In Minnesota, the increase in temperature is slightly less than the global mean over the past century, although one local study showed an increase of 3 degrees between 1860 and 1987. According to Mark Seeley, this warming is largely a function of milder winters rather than changes in other seasonal temperatures, and it is the daily minimum temperatures that seem to be rising more than the maximums.The magnitude and frequency of high dewpoint episodes are increasing, indicating that the air is more saturated with water. An increase in water vapor may be linked to the trend of what appears to be more violent weather in Minnesota. The state set a record for number of tornadoes in 1998 with 57, only to have it broken again with a record 73 tornadoes in 2001. Floods expected once in 500 years hit the Red River in 1997; and flooding levels expected once in 100 years overran the banks of the Mississippi in 1993 and 2001. Hail, heavy rains, and tornadoes were the major cause of the record $1.5 billion in insurance damage Minnesota incurred in 1998, a payout that topped the previous 49 years combined.

Meteorologist Paul Douglas, who has affixed his well-recognized mug to a dire climate-change report put out by Minnesotans for an Energy-Efficient Economy, says all of these occurrences are either “the mother of all coincidences,” or that “some very distinct trends are emerging, with troubling consequences for daily weather and longer-term climate.”

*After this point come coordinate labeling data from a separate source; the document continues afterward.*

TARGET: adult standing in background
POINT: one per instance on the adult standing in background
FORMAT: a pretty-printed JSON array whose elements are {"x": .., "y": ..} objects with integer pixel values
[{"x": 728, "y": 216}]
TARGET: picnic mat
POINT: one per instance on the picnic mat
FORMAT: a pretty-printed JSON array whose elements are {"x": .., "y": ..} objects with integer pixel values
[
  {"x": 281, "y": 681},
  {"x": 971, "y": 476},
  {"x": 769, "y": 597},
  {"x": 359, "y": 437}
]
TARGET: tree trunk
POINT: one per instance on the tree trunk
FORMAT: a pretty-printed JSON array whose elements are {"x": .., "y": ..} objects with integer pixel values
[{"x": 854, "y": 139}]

If you remember your Earth science coursework, you know that Minnesota is at an impressive naturally occurring crossroads. We are a nexus of air streams, biomes, and water, which helps explain how excitable our local newscasters seem to get about the weather. (Paul Douglas has claimed that despite his national prospects, he thinks this is the most challenging place to be for a skilled meteorologist.) Three air masses converge on the state—dry air from the Pacific, wetter air from the Gulf of Mexico and polar air from the north. Three major biomes, basically large biological communities of a type, follow roughly the same contours as the air masses: prairie to the west and south, and northern coniferous forest to the north and east, transected from the northwest to the southeast by a swath of hardwood forest.

The Department of Natural Resources, in its eternal quest for accuracy, calls these three biomes prairie parkland (now mostly cropland), Laurentian mixed forest (mixed hardwood and coniferous trees, including the boreal forest of balsam fir, white cedar, and white spruce), and eastern broadleaf forest (sugar maple, basswood, oak and ash). According to John Tester, professor emeritus of ecology at the University of Minnesota and author of a natural history of Minnesota, the state has one of the greatest climate changes in North America, outside alpine zones. That’s true across time, with the dramatic change of seasons—the painfully obvious 60-degree divergence in mean temperatures between July and January. It’s also true across distance, with sharp changes in climate within less than 50 miles. That variability, due to our location at the edge of three distinct environments, also makes the state more susceptible to climate change.

Near Itasca State Park, for example, along the gradual rise of a glacial moraine, the land changes from prairie to hardwood forest to mixed pine forest within a distance of 40 miles. Tester found that the average temperature from the prairie to the pines consistently differed by 4 degrees in the summer months, and annual precipitation varied by 5 inches, leaving the forest cooler and wetter. If such relatively minor weather differences correlated so strongly to different landscapes, Tester wonders, what happens to the landscape if the entire region warms up and dries out?

Duluth biology professor John Pastor looks at the interaction of trees and soils, and he agrees that Minnesota is at “the bullseye of big changes,” when it comes to global warming. Over the past two decades, he has spent many hours in church basements and libraries across the northern part of the state, giving talks about climate change.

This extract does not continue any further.